Here is an excerpt from the WSJ Blog (emphasis supplied):
The Swiss Bankers Association welcomed most of the legislation but said it opposed a proposal requiring banks to review existing customer relationships for tax compliance.
“The strategy of tax-compliant assets is forward-looking and should hinder the influx of untaxed new assets and should not be applied retroactively,” the group said in a news release Wednesday. ” Under no circumstances should it be extended to include the unilateral solution for the past.”So, it wants to continue to protect its friends -- tax evaders as well as despots and drug dealers who are Switzerland's friends for the right price.
The statement from the Swiss Bankers Association (Statement from the SBA regarding the implementation of the extended due diligence requirements in tax matters and money laundering (adoption of the FATF guidelines) (2/27/13), is here.
Now, here are some interesting quotes from the SBA statement:
The Swiss Bankers Association (SBA) has long advocated a tax compliant financial centre. [JAT Note: just how long? Was it pre-Birkenfeld or post-Birkenfeld? And, we all know the claim of advocacy (if truthful at all even now) is reluctant advocacy and post-Birkenfeld. And so forth.]
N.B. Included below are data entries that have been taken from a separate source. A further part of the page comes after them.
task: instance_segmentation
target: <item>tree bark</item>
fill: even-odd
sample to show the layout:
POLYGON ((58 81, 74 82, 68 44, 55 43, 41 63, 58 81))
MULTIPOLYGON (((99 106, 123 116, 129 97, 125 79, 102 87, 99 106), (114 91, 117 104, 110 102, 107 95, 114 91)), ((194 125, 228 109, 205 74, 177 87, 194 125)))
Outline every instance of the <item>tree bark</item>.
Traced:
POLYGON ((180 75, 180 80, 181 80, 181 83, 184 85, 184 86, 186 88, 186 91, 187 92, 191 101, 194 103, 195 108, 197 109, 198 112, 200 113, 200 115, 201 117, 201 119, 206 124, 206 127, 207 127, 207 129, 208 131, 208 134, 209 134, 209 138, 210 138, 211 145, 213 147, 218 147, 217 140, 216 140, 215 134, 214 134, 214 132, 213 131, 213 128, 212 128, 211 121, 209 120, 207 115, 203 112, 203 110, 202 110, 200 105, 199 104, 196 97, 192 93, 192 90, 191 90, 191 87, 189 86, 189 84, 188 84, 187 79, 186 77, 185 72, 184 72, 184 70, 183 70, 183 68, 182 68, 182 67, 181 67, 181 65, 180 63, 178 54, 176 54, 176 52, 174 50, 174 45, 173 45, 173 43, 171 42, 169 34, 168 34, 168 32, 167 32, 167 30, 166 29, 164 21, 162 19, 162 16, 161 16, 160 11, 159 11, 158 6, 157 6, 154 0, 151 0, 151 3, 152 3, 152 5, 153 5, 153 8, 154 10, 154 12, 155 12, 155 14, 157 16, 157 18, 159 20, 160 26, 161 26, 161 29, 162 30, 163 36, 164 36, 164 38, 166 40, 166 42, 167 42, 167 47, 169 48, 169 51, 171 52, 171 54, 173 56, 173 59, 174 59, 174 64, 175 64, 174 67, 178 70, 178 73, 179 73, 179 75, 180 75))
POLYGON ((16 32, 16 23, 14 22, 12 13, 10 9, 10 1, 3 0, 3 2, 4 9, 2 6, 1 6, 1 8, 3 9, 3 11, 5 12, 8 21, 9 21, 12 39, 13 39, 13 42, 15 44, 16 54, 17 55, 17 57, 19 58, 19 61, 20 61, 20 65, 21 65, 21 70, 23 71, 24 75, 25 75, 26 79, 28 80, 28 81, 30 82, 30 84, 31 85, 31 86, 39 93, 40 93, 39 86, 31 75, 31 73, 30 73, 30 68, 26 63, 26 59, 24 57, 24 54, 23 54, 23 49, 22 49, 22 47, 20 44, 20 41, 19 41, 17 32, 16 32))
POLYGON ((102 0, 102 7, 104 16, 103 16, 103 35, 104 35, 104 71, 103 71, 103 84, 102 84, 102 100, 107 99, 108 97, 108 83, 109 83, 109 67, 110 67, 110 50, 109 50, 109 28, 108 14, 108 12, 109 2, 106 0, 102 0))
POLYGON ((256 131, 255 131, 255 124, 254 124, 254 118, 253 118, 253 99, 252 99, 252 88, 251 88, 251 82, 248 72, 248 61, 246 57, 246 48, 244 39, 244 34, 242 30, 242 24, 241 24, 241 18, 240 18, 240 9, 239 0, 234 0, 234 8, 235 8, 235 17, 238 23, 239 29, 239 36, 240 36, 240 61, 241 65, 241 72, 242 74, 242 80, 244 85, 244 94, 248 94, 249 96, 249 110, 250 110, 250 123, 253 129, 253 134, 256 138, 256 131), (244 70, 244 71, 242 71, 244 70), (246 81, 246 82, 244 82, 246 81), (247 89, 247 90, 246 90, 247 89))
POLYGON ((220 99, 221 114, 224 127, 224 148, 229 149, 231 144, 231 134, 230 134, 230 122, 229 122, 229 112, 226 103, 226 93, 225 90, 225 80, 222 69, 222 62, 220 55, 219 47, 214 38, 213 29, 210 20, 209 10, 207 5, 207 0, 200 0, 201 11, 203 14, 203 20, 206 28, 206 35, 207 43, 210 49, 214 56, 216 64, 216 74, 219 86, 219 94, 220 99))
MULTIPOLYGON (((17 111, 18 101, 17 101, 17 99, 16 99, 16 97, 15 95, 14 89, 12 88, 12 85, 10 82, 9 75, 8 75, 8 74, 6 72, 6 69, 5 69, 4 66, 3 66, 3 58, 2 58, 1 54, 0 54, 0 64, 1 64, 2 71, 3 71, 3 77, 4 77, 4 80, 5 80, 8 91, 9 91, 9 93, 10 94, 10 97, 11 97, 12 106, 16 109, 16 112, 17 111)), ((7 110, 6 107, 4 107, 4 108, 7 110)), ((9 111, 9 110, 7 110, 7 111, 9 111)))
The SBA thus generally supports the approach taken by the Swiss Federal Council to embed both the extended due diligence requirements for financial intermediaries aimed at defending against untaxed assets, and the FATF predicate offences for money laundering (incl. tax offences) in the Anti Money Laundering Act (GwG). [JAT Note: Oh, sure, readers can see where this is going and believe it if they choose to.]